Common Drift Patterns

Documentation most commonly becomes stale after refactoring in these areas. Pay extra attention to:

• File/module counts — "this module contains N files" after files are added/removed
• Field/variant counts — "this struct has N fields" after fields are added
• Function signatures — doc describes parameters that were renamed or reordered
• Derivation chains — "derived from X via Y" when the chain changed
• Domain constant counts — "supports N rule types" after rules are added
• Visibility claims — "private to this module" after pub was added
• Feature flag references — doc mentions a feature flag that was removed or renamed
• Example code — inline examples that no longer compile or produce stated output
• Import paths — doc references crate::old::path that was moved
• Error type references — "returns FooError" when the error type was renamed

---

Integration with doc-rigor Workflow

Recommended pipeline for documentation quality:

write code
    |
    v
/doc-rigor          (write/improve documentation)
    |
    v
/doc-verify         (verify accuracy — fresh agent, no bias)
    |
    v
fix findings        (manual or /execute-review-findings)
    |
    v
/doc-verify         (re-verify — confirm fixes are correct)

The key property: /doc-rigor and /doc-verify run in separate agents.

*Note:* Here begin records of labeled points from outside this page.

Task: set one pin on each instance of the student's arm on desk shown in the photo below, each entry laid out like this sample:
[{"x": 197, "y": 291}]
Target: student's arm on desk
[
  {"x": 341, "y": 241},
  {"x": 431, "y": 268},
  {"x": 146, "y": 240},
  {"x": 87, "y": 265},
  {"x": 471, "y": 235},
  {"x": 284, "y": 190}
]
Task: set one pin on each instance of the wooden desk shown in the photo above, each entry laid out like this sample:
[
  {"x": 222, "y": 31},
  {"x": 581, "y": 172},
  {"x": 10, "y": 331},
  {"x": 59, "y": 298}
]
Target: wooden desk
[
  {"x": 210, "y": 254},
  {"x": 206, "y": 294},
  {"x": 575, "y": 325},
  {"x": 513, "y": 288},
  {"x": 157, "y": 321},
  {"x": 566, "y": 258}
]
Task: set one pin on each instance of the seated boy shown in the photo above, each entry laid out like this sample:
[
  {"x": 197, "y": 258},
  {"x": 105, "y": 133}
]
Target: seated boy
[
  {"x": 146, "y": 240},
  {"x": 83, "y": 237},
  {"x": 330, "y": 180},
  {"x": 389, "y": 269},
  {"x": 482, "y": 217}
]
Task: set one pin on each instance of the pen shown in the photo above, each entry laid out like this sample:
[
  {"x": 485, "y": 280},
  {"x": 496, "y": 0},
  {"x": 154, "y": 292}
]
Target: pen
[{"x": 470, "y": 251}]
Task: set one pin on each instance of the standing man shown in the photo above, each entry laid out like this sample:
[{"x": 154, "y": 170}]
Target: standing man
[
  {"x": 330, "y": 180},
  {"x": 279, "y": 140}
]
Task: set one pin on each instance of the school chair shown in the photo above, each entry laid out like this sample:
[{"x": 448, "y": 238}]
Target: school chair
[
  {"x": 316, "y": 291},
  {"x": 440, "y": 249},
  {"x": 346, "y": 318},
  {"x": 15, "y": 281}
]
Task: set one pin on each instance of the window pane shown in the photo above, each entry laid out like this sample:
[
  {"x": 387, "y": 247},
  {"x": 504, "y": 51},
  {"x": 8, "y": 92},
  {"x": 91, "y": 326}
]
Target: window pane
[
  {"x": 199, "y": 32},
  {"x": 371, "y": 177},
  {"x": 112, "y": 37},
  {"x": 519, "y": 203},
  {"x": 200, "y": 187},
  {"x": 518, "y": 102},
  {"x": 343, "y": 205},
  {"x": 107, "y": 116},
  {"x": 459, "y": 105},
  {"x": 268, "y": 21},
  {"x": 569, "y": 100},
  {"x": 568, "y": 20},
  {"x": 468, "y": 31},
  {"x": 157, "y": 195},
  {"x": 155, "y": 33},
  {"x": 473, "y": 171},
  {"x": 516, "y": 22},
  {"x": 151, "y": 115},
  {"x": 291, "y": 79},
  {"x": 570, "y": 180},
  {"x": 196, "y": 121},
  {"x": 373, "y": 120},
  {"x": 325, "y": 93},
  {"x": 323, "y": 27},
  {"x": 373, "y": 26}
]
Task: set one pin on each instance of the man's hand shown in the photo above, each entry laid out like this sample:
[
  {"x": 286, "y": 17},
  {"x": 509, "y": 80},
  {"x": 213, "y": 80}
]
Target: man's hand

The verifier never sees what the writer intended — only what the writer wrote and what the code does.

---

Related Skills

• /doc-rigor — writes documentation. Doc-verify checks what doc-rigor wrote.
• /dist-sys-auditor — verifies distributed systems claims with citations. Use dist-sys-auditor for coordination patterns; doc-verify for general doc accuracy.
• /review-dispatch — multi-lens code review. Doc-verify focuses exclusively on documentation accuracy, going deeper than review-dispatch's docs lens.
• /interface-design-review — checks API ergonomics. Doc-verify checks whether the API docs accurately describe the API.
• /execute-review-findings — implements fixes. Feed doc-verify BLOCK findings to execute-review-findings for automated correction.
• /deep-research — gathers evidence. Use before doc-verify when external claims reference obscure papers or niche standards.